A look at popular verse forms supports the Poetry & Popular Culture position that Dickinson never intended for "There is another sky" to be cut into lines and that, moreover, Dickinson's brother Austin would have recognized full well that his sister's writing was, in fact, meant to be read as a type of poem in its own right—as what Sinclair Lewis would later call a "poemulation." It was not at all uncommon for newspapers to print rhyming prose just like "There is another sky." We've seen such poems saved in poetry scrapbooks and would turn the reader's attention, for an example, to a little booklet of poems by James Metcalfe, titled Portraits (pictured to the left), which collects verses that Metcalfe published in a column of the same name that appeared daily in The Times (billed as "Chicago's Picture Newspaper") in 1946. We cite "Going Out" here as a sample of Metcalfe's writing which is printed as prose with ellipses substituted for linebreaks:

When we get ready to go out ... It is not long before ... My hat is in my hand and I ... Am standing at the door ... I call my wife and she declares ... That she is nearly through ... And in another minute now ... She will be ready too ... So I go out and start the car ... And get all set to go ... But after while it seems my spouse ... Is just a little slow ... I honk the horn and she replies ... That it will only be ... A tiny second more until ... She will be joining me ... But seconds pass and minutes fade ... I feel my patience snap ... And shutting off the motor I ... Decide to take a nap.

You may be asking yourself round about now, Well just how "not uncommon" was this sort of verse?

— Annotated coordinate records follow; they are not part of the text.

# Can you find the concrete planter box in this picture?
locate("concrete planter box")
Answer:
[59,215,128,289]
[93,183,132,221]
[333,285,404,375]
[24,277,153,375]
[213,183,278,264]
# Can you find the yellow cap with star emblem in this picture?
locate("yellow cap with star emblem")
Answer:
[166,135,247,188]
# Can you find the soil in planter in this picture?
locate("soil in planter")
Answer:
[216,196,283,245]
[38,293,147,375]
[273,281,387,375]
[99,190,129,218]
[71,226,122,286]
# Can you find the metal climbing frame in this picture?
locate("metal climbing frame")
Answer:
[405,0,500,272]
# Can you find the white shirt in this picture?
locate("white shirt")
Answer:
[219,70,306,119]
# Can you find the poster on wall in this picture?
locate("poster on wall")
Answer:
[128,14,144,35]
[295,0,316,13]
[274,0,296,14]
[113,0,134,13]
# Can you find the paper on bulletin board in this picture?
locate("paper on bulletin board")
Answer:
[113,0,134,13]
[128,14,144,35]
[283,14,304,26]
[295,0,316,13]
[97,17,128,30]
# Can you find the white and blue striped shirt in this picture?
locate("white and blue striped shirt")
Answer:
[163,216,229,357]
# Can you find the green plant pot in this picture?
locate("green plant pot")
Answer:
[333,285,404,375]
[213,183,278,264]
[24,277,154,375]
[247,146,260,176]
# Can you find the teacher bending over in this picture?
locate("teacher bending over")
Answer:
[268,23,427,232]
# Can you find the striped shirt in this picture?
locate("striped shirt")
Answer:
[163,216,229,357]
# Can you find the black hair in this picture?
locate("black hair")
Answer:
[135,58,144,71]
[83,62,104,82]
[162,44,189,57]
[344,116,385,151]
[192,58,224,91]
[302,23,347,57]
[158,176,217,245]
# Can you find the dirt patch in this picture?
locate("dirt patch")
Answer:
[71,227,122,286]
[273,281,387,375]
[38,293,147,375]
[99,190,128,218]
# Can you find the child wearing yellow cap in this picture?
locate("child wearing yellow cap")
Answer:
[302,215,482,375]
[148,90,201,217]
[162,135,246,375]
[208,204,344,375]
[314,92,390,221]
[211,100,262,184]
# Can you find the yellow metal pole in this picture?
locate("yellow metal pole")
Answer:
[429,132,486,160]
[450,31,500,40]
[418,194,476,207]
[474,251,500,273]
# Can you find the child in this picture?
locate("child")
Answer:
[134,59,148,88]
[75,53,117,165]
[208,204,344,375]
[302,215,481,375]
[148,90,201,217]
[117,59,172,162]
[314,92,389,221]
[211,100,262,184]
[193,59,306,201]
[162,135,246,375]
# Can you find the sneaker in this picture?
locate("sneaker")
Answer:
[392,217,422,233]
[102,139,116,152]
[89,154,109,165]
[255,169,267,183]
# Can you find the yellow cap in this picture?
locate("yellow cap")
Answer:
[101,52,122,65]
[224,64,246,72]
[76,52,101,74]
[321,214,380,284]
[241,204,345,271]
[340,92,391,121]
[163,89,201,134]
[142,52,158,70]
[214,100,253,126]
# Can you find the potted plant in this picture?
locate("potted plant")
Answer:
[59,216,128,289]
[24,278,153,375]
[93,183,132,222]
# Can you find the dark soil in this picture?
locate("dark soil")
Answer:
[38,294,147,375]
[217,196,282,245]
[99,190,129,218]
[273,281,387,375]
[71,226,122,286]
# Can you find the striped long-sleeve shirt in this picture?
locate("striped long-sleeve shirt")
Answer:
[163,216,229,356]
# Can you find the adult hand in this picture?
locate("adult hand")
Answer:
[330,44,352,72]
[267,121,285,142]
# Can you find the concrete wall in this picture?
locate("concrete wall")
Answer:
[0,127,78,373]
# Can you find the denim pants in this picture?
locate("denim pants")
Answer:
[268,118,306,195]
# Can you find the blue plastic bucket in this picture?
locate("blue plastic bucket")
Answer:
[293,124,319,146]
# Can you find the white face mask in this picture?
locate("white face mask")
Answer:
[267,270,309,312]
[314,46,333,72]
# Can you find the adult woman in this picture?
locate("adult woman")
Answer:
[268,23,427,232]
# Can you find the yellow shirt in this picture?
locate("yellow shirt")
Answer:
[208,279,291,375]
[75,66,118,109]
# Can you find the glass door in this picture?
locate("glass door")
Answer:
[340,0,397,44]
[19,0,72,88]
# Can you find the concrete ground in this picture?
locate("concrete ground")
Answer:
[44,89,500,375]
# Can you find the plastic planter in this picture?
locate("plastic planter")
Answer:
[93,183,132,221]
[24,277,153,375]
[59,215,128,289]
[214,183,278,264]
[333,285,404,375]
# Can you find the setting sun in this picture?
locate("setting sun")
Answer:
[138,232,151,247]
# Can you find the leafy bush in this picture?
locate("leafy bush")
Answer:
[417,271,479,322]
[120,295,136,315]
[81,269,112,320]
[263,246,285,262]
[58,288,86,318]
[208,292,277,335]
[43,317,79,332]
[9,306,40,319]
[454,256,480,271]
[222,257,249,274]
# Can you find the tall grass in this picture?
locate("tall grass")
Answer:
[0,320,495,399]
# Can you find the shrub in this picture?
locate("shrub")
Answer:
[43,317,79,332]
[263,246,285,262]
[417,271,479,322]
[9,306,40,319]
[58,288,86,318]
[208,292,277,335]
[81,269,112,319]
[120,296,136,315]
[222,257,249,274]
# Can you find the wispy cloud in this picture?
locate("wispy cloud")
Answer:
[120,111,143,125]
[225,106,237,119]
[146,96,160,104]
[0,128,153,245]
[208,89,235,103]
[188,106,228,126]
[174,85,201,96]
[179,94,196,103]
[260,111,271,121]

It's hard to say for sure, but it was common enough for novelist Sinclair Lewis to capitalize on it in his portrayal of T. Cholmondeley (Chum) Frink, the poet in Babbitt (1922) and "the author of 'Poemulations,' which, syndicated daily in sixty-seven leading newspapers, gave him one of the largest audiences of any poet in the world." When we first meet Chum, in fact, his work is explicitly described as "lyric" poetry, though Lewis was likely using "lyric" in a more general and expansive sense than the specific sub-genre of poetry that interests Jackson in Dickinson's Misery. "Two hours before [meeting Babbitt]," Lewis writes, "Frink had completed a [Prohibition Era] newspaper lyric beginning:

I sat alone and groused and thunk, and scratched my head and sighed and wunk, and groaned, 'There still are boobs, alack, who'd like the old-time gin-mill back; that den that makes a sage a loon, the vile and smelly old saloon!' I'll never miss their poison booze, whilst I the bubbling spring can use, that leaves my head at merry morn as clear as any babe new-born!" (Italics in the original)

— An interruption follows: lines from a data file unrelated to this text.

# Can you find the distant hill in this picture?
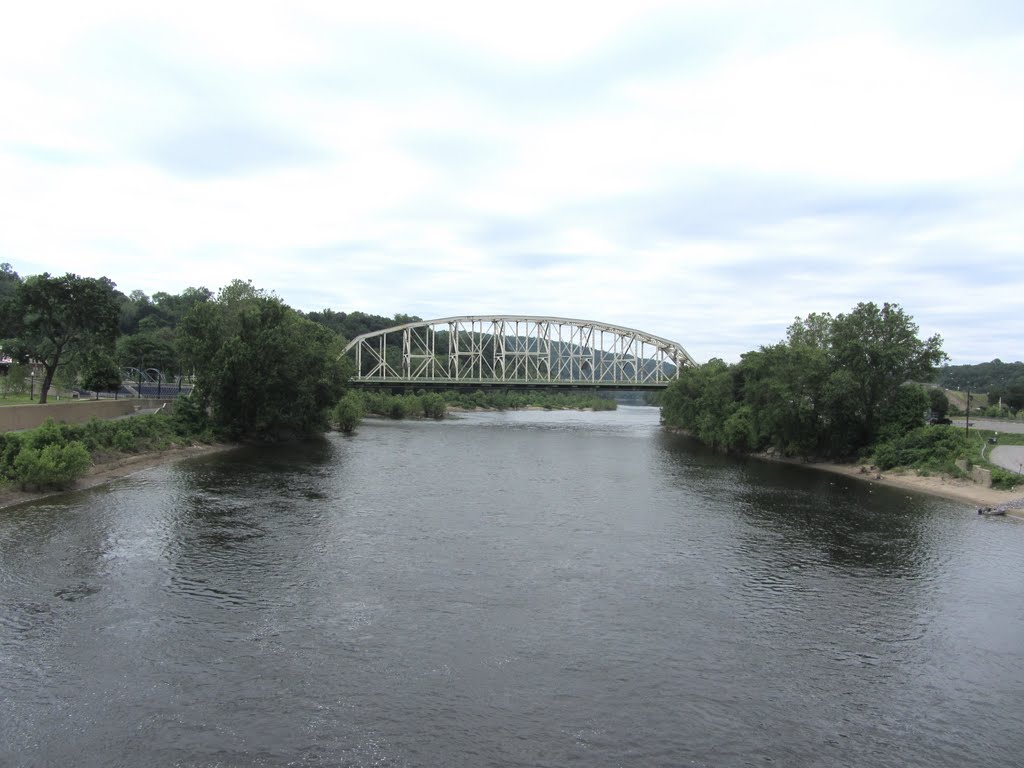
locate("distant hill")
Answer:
[935,358,1024,392]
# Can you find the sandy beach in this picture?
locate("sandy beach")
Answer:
[0,438,1024,519]
[759,456,1024,519]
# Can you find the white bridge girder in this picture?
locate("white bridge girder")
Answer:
[345,315,697,388]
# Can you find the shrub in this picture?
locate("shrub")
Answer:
[873,425,968,474]
[13,441,91,490]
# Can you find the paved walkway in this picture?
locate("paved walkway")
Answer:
[988,445,1024,472]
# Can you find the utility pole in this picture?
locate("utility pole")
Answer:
[964,389,971,440]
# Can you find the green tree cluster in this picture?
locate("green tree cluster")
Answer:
[662,303,945,458]
[0,413,211,490]
[0,272,118,403]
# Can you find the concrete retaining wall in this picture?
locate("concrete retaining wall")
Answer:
[0,397,173,432]
[956,459,992,488]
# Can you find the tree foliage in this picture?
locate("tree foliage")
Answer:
[662,303,945,457]
[179,281,350,440]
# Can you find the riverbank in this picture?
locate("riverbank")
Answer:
[0,443,233,509]
[757,454,1024,519]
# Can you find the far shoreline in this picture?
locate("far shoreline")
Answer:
[8,423,1024,519]
[0,443,236,509]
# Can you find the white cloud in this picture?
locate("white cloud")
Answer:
[0,0,1024,361]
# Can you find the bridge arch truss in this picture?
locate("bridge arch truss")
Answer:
[345,315,696,389]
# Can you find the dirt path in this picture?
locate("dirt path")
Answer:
[763,457,1024,517]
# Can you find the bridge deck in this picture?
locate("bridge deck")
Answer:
[348,376,669,392]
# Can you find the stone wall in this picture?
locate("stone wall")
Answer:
[956,459,992,488]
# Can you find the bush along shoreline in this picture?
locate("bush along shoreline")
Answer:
[0,414,215,492]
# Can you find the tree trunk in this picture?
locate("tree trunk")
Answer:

Later in the novel, as Babbitt is speaking before the dinner of the Zenith Real Estate Board, he incorporates one of Frink's poemulations into his talk and situates it among other popular poets and popular reading practices of the time. Babbitt prefaces Frink's verse by saying, "I always like to remember a piece that Chum Frink wrote for the newspapers about his lecture-tours. It is doubtless familiar to many of you, but if you will permit me, I'll take a chance and read it. It's one of the classic poems, like 'If' by Kipling, or Ella Wheeler Wilcox's 'The Man Worth While'; and I always carry this clipping of it in my note-book." Like Frink's lyric cited above, the poem Babbitt quotes is composed entirely in the rhyming, metered verse that both Metcalfe and Dickinson use in their own work.

Dickinson, as Jackson and other scholars have observed, collected all manner of artifacts from print culture of her time, sending clippings to friends, composing on scraps of paper, and perhaps even incorporating this material into the surround or various "backstories" of her poems. How possible is it, then, that Dickinson was in fact writing a prose-poetry, newspaper-style lyric or "poemulation" to her brother Austin in October of 1851? Very possible, say we in the Poetry & Popular Culture office. Very possible indeed.